No gloves, no shoes, skirt above my knees. My hands and feet are dirty. I can’t get the dirt out from under my fingernails. My knees are stained from kneeling on the grass. And it feels so good.
I stepped into the garden in my bare feet and pulled a handful of weeds. More weeds than flowers, shaking the soil from the roots then tossing them on the grass behind me. Bending over, standing up the green staining my fingers, sharp rocks and soft earth greeting my soles, toes and heals. It all feels good. Focus like a meditation, only the weeds, not the flowers. Reaching under the leafy plants to pull the grass, yellow clover and purple flowering vine that would be pretty if it didn’t try to take over the whole garden. The sun the wind touching my bare skin, my hair, the smell of green, unearthed soil, blue sky.
Unopened mail piled up on the long table, dirty and clean clothes thrown over chairs, unpacked suitcases blocking doorways, boxes with the fabric of my studio lined up against walls, dishes in the sink, books on the floor making space on tables for pills and tissues, puffers and lotions, last nights sheets and pillows still on couch and chair.

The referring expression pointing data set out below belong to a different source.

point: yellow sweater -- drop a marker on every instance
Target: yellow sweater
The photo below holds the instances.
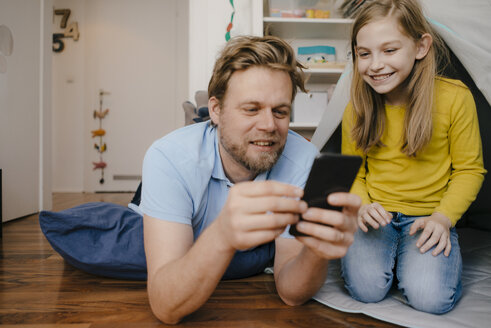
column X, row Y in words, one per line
column 445, row 177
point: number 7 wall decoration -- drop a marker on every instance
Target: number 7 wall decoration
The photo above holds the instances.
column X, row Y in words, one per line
column 99, row 134
column 71, row 31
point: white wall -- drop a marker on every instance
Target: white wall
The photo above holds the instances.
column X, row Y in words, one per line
column 208, row 21
column 137, row 51
column 24, row 105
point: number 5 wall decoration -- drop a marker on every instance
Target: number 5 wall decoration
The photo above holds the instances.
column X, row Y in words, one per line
column 71, row 31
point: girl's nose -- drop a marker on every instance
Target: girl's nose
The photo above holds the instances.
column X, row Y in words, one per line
column 376, row 64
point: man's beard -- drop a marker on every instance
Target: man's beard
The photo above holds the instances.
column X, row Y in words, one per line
column 264, row 162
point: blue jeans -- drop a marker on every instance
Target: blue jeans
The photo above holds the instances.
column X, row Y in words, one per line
column 429, row 283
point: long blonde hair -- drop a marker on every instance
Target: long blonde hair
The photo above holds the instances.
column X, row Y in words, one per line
column 369, row 106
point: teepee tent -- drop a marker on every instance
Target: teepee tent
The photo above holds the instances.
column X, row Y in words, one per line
column 466, row 29
column 464, row 25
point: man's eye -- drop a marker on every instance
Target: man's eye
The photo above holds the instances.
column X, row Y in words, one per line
column 280, row 112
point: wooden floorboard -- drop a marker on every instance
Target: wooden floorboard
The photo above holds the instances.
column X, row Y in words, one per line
column 39, row 289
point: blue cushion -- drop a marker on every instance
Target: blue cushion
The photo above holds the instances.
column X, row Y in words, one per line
column 100, row 238
column 107, row 239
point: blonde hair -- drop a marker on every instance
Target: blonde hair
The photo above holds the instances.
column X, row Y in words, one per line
column 369, row 106
column 242, row 52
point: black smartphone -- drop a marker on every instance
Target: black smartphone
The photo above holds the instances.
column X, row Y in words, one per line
column 330, row 173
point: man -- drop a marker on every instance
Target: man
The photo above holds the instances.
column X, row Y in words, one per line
column 214, row 188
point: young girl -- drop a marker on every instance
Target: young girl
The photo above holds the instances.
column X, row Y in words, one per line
column 419, row 137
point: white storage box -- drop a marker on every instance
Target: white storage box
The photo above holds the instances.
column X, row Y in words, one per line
column 309, row 107
column 316, row 54
column 301, row 8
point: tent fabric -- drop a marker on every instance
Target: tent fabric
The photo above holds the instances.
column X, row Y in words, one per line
column 464, row 26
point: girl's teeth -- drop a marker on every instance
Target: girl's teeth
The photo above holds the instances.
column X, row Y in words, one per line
column 381, row 77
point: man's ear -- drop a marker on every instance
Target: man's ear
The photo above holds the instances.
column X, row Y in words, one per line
column 214, row 110
column 423, row 45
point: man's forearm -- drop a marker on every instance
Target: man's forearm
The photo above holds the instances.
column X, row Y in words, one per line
column 184, row 285
column 301, row 277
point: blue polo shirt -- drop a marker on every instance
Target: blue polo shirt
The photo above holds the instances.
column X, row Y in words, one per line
column 184, row 181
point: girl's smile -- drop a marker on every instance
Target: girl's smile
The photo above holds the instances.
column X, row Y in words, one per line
column 385, row 58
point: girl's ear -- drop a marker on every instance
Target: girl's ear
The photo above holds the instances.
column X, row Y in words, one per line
column 423, row 45
column 214, row 110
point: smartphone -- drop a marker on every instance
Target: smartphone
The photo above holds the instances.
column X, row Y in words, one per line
column 330, row 173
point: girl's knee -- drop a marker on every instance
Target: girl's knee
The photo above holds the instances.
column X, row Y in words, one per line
column 437, row 300
column 368, row 288
column 368, row 294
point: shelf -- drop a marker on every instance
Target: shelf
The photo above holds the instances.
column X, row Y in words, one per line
column 308, row 20
column 333, row 70
column 303, row 125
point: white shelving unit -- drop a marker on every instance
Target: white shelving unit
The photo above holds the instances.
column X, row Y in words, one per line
column 310, row 32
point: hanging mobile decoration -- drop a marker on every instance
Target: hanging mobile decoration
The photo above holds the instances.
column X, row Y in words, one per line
column 230, row 25
column 101, row 147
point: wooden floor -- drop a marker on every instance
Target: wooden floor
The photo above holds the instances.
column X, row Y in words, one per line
column 38, row 289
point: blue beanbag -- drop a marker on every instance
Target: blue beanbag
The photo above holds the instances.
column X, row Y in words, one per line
column 106, row 239
column 100, row 238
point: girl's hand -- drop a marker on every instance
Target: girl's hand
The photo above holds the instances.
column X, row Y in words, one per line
column 374, row 214
column 436, row 230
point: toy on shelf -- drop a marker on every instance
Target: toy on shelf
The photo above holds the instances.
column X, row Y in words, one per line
column 101, row 147
column 198, row 113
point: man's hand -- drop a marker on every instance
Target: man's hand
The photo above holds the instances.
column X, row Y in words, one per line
column 436, row 231
column 374, row 215
column 330, row 233
column 258, row 212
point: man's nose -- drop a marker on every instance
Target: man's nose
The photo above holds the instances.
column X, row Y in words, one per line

So much to be done and all I want to do is pull weeds from the gardens. Feel the earth on my hands and feet. Like a baptism, this isn’t the dirt of cities and hospitals. It’s the dirt of life. And I want to bathe in it, taking a lesson from the donkeys who roll their whole bodies back and forth and back and forth in a bare patch of earth, a different kind of clean.
I bush the grit from my knees and wash my hands, trying to scrub the dirt from my nails, but I won’t wash my feet. I like walking around the newly cleaned floors with my dirty feet, slipping them onto clean shoes, looking down at them as I write, remembering what’s real.